About this work
The scene is immediately kinetic: a young woman stands beneath a dramatic tree, accompanied by two borzoi dogs wearing red collars, the tree's branches arching overhead while her dress billows and catches in the wind. Everything in the composition is in motion — the woman's silhouette yields to an unseen force, her gown a cascade of soft, clinging fabric, while the lean, elegant hounds flank her like sentinels in a world briefly off-balance. Icart built this image using etching and aquatint with touches of hand-coloring — techniques he wielded with a printmaker's precision and a painter's instinct for atmosphere. The result is a palette of tonal restraint punctuated by vivid accents: the dogs' red collars pulling against the softness of pale skin and wind-stirred fabric.
*Coup de Vent* is a 1925 aquatint etching, published by Les Graveurs Modernes in Paris. It belongs to one of the most prolific and critically celebrated periods of Icart's career — a year that also produced landmark works like *Laziness* and *Spilled Milk*, cementing his reputation as the defining visual voice of Art Deco Paris. The borzoi, a recurring presence in Icart's imagery, was a creature deeply associated with the fashionable Parisian aristocracy of the era, and their pairing here with a windswept, waifish figure captures something essential about his sensibility: beauty caught in a suspended, slightly precarious moment. The medium — aquatint etching — allowed Icart the rich tonal gradation and velvety surface texture that gave his prints their characteristic warmth and intimacy, something no mere illustration could achieve.

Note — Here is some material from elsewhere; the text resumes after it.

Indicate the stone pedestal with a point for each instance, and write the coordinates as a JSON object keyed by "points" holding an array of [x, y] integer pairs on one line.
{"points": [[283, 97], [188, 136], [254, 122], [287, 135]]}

As wall art, *Coup de Vent* rewards rooms that have some stillness to them — a study, a bedroom, a reading corner where the movement within the image provides all the energy the space needs. The print speaks to collectors drawn to the elegance of the 1920s without its stiffness — there's nothing posed or static here, only a woman and her dogs caught in a private, windblown instant. It brings a whisper of Parisian romance with it, the feeling of an afternoon in the Bois de Boulogne just before everything changes.